One of the reasons often given for web accessibility issues not being part of the standard operating procedures for all web professionals is that there is too much confusion about what the rules are and should be.
This is also cited as a reason for the slow development of relevant education, training and accreditation options. It's hard to build effective curricula and assessment structures without a clear set of standards on which to base them.
- Web Content Accessibility Guidelines (WCAG) — how to make web content and websites accessible.
- Authoring Tool Accessibility Guidelines (ATAG) — how to make web authoring tools that produce content conforming to WCAG and that are accessible for people with disabilities.
- User Agent Accessibility Guidelines (UAAG) — how to make browsers and media players accessible, and how to ensure their interoperability with assistive technologies.
These are standards that provide an informed approach to making web content accessible.
ATAG and UAAG are critical parts of this approach. It counts for little to comply with web content accessibility guidelines (WCAG) when a web content authoring tool has been built to effectively produce only inaccessible content (ATAG), or a web browser is unable to display content in anything other than an inaccessible manner (UAAG).
WCAG 1.0 was published in 1999, providing a series of checkpoints for web accessibility. WCAG 2.0 was published in 2008. While WCAG 2.0 is certainly more relevant to recent technological advances, its greatest advance over WCAG 1.0 is in not only explaining what form barriers to web access might take for people with disabilities and how those barriers might be addressed but also, and most significantly, how to test whether those barriers have been removed.
It is this testing component, whether automated or by human means, that most serves to bring these guidelines to the level of acceptable standards, and has led governments around the world to adopt WCAG 2.0, if not as formal standards, then as guidelines and benchmarks to inform local policy.
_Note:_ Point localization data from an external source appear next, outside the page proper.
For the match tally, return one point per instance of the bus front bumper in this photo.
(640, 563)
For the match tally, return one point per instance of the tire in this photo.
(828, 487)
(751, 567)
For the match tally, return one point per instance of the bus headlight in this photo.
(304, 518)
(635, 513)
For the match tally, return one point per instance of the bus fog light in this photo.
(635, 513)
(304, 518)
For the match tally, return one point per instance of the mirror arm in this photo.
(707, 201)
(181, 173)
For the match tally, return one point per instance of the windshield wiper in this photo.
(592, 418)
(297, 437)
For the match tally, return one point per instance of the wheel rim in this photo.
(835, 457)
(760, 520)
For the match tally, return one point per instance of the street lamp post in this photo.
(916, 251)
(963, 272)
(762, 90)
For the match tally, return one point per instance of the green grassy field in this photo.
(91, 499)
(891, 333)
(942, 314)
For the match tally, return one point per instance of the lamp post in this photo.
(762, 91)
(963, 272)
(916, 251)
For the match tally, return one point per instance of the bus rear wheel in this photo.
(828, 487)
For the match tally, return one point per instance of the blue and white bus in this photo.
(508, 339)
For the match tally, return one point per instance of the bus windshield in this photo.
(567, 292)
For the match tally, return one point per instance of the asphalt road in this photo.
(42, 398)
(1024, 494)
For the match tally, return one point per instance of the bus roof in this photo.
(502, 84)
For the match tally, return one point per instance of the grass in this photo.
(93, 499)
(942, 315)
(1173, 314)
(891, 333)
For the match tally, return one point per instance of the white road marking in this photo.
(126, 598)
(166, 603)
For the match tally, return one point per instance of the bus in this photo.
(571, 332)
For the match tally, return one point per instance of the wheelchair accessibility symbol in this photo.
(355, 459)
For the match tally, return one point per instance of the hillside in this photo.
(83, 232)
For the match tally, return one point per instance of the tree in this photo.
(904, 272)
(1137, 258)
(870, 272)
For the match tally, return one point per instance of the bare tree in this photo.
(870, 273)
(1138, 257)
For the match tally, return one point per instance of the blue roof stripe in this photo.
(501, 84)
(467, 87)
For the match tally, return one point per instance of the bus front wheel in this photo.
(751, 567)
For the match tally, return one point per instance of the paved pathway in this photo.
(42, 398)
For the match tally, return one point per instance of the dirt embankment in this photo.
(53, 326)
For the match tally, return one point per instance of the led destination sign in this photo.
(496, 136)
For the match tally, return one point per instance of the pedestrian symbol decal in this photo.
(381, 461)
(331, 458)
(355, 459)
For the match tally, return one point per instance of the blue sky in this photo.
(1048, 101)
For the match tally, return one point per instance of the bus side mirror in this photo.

Part of the acceptance has been due to each criterion for the successful implementation of an aspect of web accessibility being given a level of conformance: A, AA or AAA. While compliance with the requirements for AAA conformance might seem daunting, the requirements for conforming to Level A are within the reach of most web professionals.
This structure also allows organisations to set practical timeframes for achieving compliance from a basic to an advanced level.
Your organisation may be among those which have been directed by senior management, a government authority or a funding body to ensure your website is "accessible".
There will almost certainly be local requirement to take into account: municipal council and local government bylaws; state, county and provincial legislation; national and federal legislation; international directives, conventions and agreements.
The variations in assumptions, understandings and implementation requirements that underpin this range of requirements can be difficult to manage, but if you base your accessibility plan around the three levels of conformance built into WCAG 2.0 you are highly likely to not only satisfy most of your other requirements, you are also most likely to understand web accessibility better, account for it better in your policies and business plans and ultimately create a web presence that is truly accessible to people with disabilities.